C中结构的前向声明？

Question

#include <stdio.h>

struct context;

struct funcptrs{
  void (*func0)(context *ctx);
  void (*func1)(void);
};

struct context{
    funcptrs fps;
}; 

void func1 (void) { printf( "1\n" ); }
void func0 (context *ctx) { printf( "0\n" ); }

void getContext(context *con){
    con=?; // please fill this with a dummy example so that I can get this working. Thanks.
}

int main(int argc, char *argv[]){
 funcptrs funcs = { func0, func1 };
   context *c;
   getContext(c);
   c->fps.func0(c);
   getchar();
   return 0;
}

I am missing something here. Please help me fix this. Thanks.

Answer 1

A struct (without a typedef) often needs to (or should) be with the keyword struct when used.

struct A;                      // forward declaration
void function( struct A *a );  // using the 'incomplete' type only as pointer

If you typedef your struct you can leave out the struct keyword.
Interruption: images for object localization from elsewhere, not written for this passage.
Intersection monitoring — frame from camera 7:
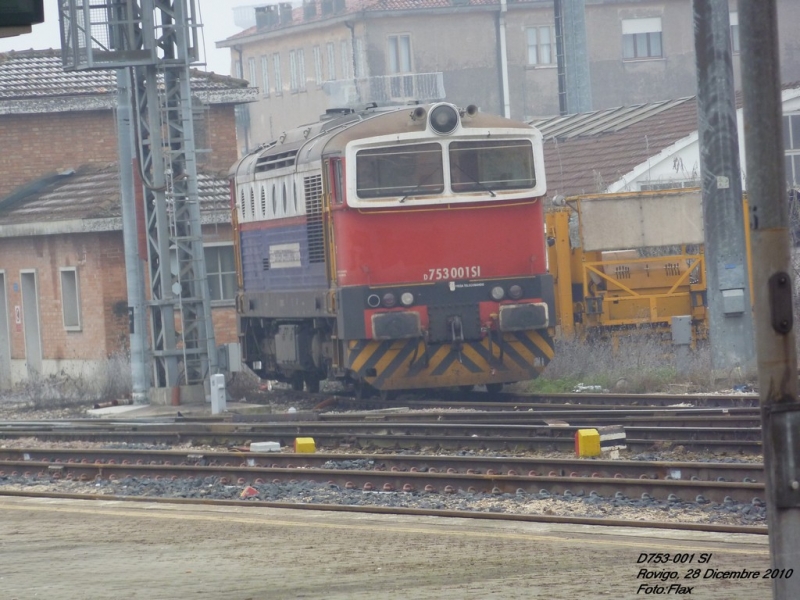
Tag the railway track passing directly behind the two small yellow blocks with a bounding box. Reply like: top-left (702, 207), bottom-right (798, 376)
top-left (0, 417), bottom-right (761, 453)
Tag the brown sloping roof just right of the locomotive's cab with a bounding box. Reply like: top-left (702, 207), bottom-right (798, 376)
top-left (532, 97), bottom-right (697, 198)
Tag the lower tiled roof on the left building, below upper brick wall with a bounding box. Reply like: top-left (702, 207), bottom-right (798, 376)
top-left (0, 165), bottom-right (230, 229)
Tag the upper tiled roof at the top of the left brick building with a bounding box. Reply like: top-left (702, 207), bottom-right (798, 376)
top-left (0, 50), bottom-right (253, 108)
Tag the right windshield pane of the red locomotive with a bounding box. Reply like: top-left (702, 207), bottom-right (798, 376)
top-left (450, 140), bottom-right (536, 192)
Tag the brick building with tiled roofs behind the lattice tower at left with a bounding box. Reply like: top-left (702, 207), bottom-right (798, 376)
top-left (0, 50), bottom-right (253, 389)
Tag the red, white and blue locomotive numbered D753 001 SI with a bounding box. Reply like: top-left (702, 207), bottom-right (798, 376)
top-left (231, 103), bottom-right (554, 397)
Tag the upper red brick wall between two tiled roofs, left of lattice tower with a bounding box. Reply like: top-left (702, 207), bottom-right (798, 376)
top-left (0, 108), bottom-right (117, 198)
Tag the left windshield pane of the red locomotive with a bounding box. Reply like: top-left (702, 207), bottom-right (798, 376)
top-left (356, 143), bottom-right (444, 198)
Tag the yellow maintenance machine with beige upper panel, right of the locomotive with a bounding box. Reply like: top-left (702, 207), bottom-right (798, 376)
top-left (546, 189), bottom-right (750, 340)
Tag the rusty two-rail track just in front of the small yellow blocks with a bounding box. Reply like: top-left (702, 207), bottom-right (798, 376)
top-left (0, 448), bottom-right (764, 504)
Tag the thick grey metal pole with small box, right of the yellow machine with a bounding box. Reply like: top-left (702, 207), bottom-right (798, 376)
top-left (694, 0), bottom-right (755, 379)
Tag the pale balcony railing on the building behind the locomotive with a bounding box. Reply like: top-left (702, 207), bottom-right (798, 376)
top-left (323, 73), bottom-right (445, 107)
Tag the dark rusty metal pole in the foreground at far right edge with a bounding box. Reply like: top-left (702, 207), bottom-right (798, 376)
top-left (739, 0), bottom-right (800, 600)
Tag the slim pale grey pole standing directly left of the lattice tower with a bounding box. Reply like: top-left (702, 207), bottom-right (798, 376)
top-left (117, 69), bottom-right (150, 404)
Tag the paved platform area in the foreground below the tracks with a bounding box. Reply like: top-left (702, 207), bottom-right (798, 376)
top-left (0, 496), bottom-right (771, 600)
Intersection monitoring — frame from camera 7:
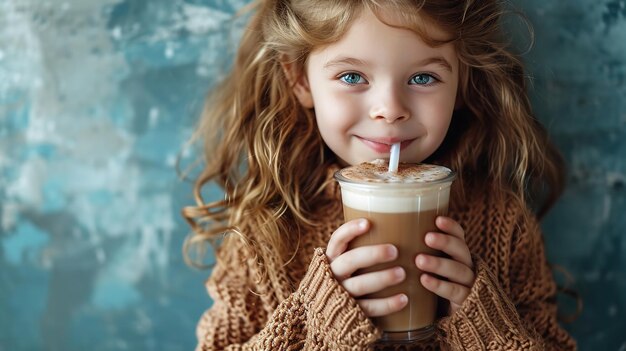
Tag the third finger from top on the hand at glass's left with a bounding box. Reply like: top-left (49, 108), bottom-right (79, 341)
top-left (341, 267), bottom-right (406, 297)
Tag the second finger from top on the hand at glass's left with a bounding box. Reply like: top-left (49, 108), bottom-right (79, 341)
top-left (330, 244), bottom-right (398, 281)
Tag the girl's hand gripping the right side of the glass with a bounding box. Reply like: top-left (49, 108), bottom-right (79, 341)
top-left (415, 216), bottom-right (476, 314)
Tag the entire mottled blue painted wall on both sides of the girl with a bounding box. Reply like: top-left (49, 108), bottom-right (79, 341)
top-left (0, 0), bottom-right (626, 351)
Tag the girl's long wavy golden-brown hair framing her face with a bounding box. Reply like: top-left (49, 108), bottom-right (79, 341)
top-left (183, 0), bottom-right (563, 288)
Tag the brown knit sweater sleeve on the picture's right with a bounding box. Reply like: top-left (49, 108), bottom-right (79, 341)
top-left (439, 210), bottom-right (576, 350)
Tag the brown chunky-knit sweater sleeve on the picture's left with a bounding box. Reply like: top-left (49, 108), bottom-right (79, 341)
top-left (196, 249), bottom-right (379, 350)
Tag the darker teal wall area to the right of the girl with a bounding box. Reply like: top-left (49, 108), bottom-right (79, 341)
top-left (517, 0), bottom-right (626, 350)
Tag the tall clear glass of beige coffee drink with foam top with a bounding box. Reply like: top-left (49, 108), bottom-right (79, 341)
top-left (335, 160), bottom-right (455, 341)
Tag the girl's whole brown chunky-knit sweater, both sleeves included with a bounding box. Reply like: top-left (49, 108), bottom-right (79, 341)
top-left (197, 169), bottom-right (576, 350)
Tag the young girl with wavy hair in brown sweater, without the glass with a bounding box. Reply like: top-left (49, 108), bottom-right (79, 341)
top-left (184, 0), bottom-right (576, 350)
typedef struct A A;          // forward declaration *and* typedef
void function( A *a );

Note that it is legal to reuse the struct name

Try changing the forward declaration to this in your code:

typedef struct context context;

It might be more readable to do add a suffix to indicate struct name and type name:

typedef struct context_s context_t;

Answer 2

Try this

#include <stdio.h>

struct context;

struct funcptrs{
  void (*func0)(struct context *ctx);
  void (*func1)(void);
};

struct context{
    struct funcptrs fps;
}; 

void func1 (void) { printf( "1\n" ); }
void func0 (struct context *ctx) { printf( "0\n" ); }

void getContext(struct context *con){
    con->fps.func0 = func0;  
    con->fps.func1 = func1;  
}

int main(int argc, char *argv[]){
 struct context c;
   c.fps.func0 = func0;
   c.fps.func1 = func1;
   getContext(&c);
   c.fps.func0(&c);
   getchar();
   return 0;
}

Answer 3

#include <stdio.h>
struct b; // not needed because:
struct a {
    struct b * pb;  //this member definition also forward declares struct b
    int c;
};

typedef struct a a // needed for a but not struct a because:
struct b {
    struct a* pa;     //this member definition also forward declares struct a
    a * pa1;
    void * c;
};

int main() {
    printf("Hello, world!");
    return 0;
}

Basically, you never need to forward declare struct b on its own, because it always declares the partial type on the line itself when you use it to perform a pure declaration, so this is redundant code. The only benefit of this type of forward declaration is it can be used with a typedef. In C++, you don't need the typedef because struct and typedefs are in the same identifier namespace, so therefore struct b becomes useful because it now declares b , so you will see it in C++.

The whole point is if that type isn't completed before you use it to declare something that is actually a tentative definition and not a declaration (so struct ef at file / block scope without extern ) that isn't a pointer, or if you attempt to dereference the pointer if it is a pointer, then you will get an incomplete type error.

So it's more like it allows you to use an incomplete type. Forget about forward declaration because this isn't a separate action. It's part of the line struct g* h . You never need to use a forward declaration that something else actually requires (unless it's a typedef), because it has a forward declaration part of its own line.

Being able to use an incomplete type allows the type to be completed later on, before it is used. You typically see the benefits of forward declaration explained as not having to include the header containing the full definition in C++ when using a pointer to the type, only needing to do class bar and then bar * , or of course just using class bar* without class bar line, if this particular member is never used.

It doesn't let you use a type with incomplete size as a struct member either (if the size is unknown up to an including this like of code), even if the struct is never used to declare / define a variable. I think this is because the struct is a type, and when you provide the complete definition of a type, which you can only do once , it has to be of a complete size, not incomplete (having a member of unknown size), so the type would be unusable. This struct containing the incomplete struct never be referenced, whereas you can reference an incomplete type with incomplete size as opposed to a complete type with incomplete size (as long as you don't define anything with it), and you can reference, but not deference, (an address can be stored in) a pointer with incomplete type, because it has complete size. You can reference memory so long as its incomplete type doesn't entail an incomplete size. extern struct ij at file / block scope is allowed because it will never be needed unless j is referenced in the code, by which time the type must be complete.